ELIZABETH SHOGREN reporting:

Along Prudhoe Bay on the northern edge of Alaska, clean up crews are working around the clock. They're sucking up the oil with vacuum trucks and collecting contaminated snow and gravel. The frigid arctic weather turns the oil to the consistency of molasses and slows the pace of the clean-up.

Ms. LINDA GIGUERE (Alaska Department of Environmental Conservation): It's been really cold. Over the weekend it was sixty three below zero Fahrenheit with the wind chill factor.

SHOGREN: Linda Giguere of Alaska's Department of Environmental Conservation says crews frequently take breaks to stay warm.

Ms. GIGUERE: At times workers will be limited to a maximum of twenty five minutes exposure to the weather.

SHOGREN: BP's Maureen Johnson says the leak was caused by corrosion inside the 34 inch pipe. The leak detection system didn't catch it.

Ms. MAUREEN JOHNSON (BP): We believe that the leak probably started out as a pinhole and grew over time and was too small to be detected by that system.

SHOGREN: She says the company probably never will know how long the oil was spilling. The leaky pipe was buried under a gravel overpass built for Caribou to walk over. The contaminated area is the size of two football fields. But the oil spread underneath the snow so people couldn't see it.

Ms. JOHNSON: In fact the person who discovered the leak had to be standing virtually right on top of it to see it.

SHOGREN: Although this is the biggest spill ever on the North Slope where the oil fields are, it's tiny compared to the Exxon Valdez spill seventeen years ago in Prince William Sound. That was forty times bigger. BP and state officials say they expect most of the oil will be cleaned up within several weeks. They won't know for sure if the tundra has been damaged until spring comes. Thousands of miles away in the nation's capital, Congress is again addressing the question of expanding oil drilling in Alaska to the Arctic National Wildlife Refuge. And Cindy Shogen of the Alaska Wilderness League says the oil spill shows you can't believe industry's claims that they can drill without damaging the environment.

Ms.
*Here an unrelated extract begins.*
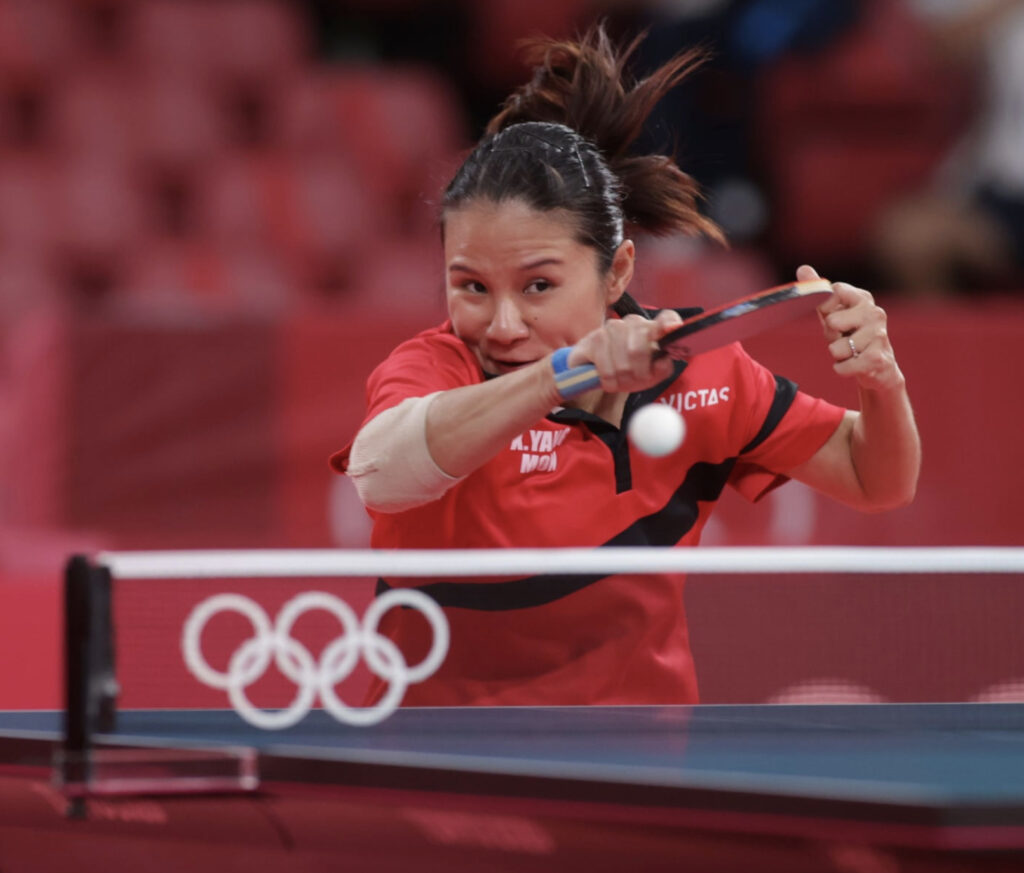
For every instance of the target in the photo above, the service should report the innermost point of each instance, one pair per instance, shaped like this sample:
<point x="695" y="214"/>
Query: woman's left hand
<point x="855" y="328"/>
CINDY SHOGEN (Alaska Wilderness League): Drilling proponents say that, you know, we have this fabulous technology, you won't even know that we're drilling in a sensitive place, and God forbid if anything happens, we can clean it up and we'll certainly detect it. Well, we've just seen, you know, just a short ways away on the North Slope, that that's not the case.

SHOGREN: But the oil industry says it's important to put this spill in context. Oil production in the North Slope has fueled Alaska's economy and kept cars running in the lower 48 for almost thirty years.

Mr. BOB GRECCO (American Petroleum Institute): No oil spill is a good thing, but you have to put this in perspective of the amount of resources available and the amount developed today.

SHOGREN: Bob Grecco of the American Petroleum Institute says if Congress allows the industry to drill in the Arctic Refuge, oil companies will improve environmental protections, and he says the huge benefits are worth the risk.

Mr. GRECCO: I think overall, broader development of Alaskan resources can be justified and can be supported based on the industry's broader environmental record.

SHOGREN: But he admits no matter how careful companies are, wherever they drill, the oil can spill. Elizabeth Shogren, NPR News, Washington.